Secretary of State John Quincy Adams
In April 1823 US Secretary of State John Quincy Adams discussed the rules of political gravitation, in a theory often referred to as the "ripe fruit theory".
Adams wrote, “There are laws of political as well as physical gravitation; and if an apple severed by its native tree cannot choose but fall to the ground, Cuba, forcibly disjoined from its own unnatural connection with Spain, and incapable of self-support, can gravitate only towards the North American Union which by the same law of nature, cannot cast her off its bosom.
Adams described Cuba as “incapable” and described its separation from Spain as inevitable. He specified the islands gravitation towards North America rather than Europe. As he explained that, “the transfer of Cuba to Great Britain would be an event unpropitious to the interest of this Union.
Adams voiced concern that a country outside of North America would attempt to occupy Cuba upon its separation from Spain. He wrote, “The question both of our right and our power to prevent it, if necessary, by force, already obtrudes itself upon our councils, and the administration is called upon, in the performance of its duties to the nation, at least to use all the means with the competency to guard against and forefend it.”

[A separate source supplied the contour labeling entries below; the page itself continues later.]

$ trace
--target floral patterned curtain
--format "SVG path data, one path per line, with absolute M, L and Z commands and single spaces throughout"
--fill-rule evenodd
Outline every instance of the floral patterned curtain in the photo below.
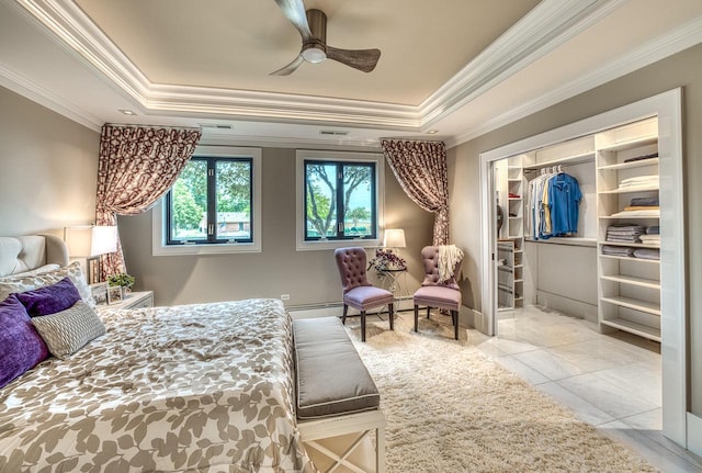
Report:
M 176 182 L 195 151 L 199 128 L 106 124 L 100 136 L 97 224 L 116 225 L 117 215 L 147 211 Z M 125 272 L 122 246 L 100 257 L 101 277 Z
M 433 245 L 449 244 L 449 173 L 441 142 L 381 142 L 397 181 L 420 207 L 433 212 Z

On December second of that year US president James Monroe specifically addressed Cuba and other European colonies in his proclamation of the Monroe Doctrine.
US President James Monroe
Cuba located in the Western Hemisphere just 94 miles (151 km) from the US city Key West was of interest to the doctrine’s founders as they warned European forces to leave "America for the Americans".
General Narciso López
The most outstanding attempts in support of annexation were made by Spanish Army General Narciso López, who prepared four expeditions to Cuba in the US.
The first two in 1848 and 1849 already failed before departure due to US-opposition. The third one, made up of some 600 men, managed to land on Cuba and take the central city of Cárdenas. Lacking popular support, this expedition failed.
His fourth expedition landed in Pinar del Río province with around 400 men in August 1851; the invaders were defeated by Spanish troops and López was executed.
In the 1860's Cuba had two more liberal minded governors, Serrano and Dulce, who even encouraged the creation of a Reformist Party, despite the fact that political parties were forbidden. But a reactionary governor, Francisco Lersundi, followed, who suppressed all liberties granted by the previous ones and maintaining a pro-slavery regime with all its rigour.
Carlos Manuel de Céspedes made the "Grito de Yara"
On 10 October 1868, landowner Carlos Manuel de Céspedes made the "Grito de Yara", the "Cry of Yara", declaring Cuban independence and freedom for his slaves.
This was the began of the "Ten Years' War" which lasted from 1868 to 1878.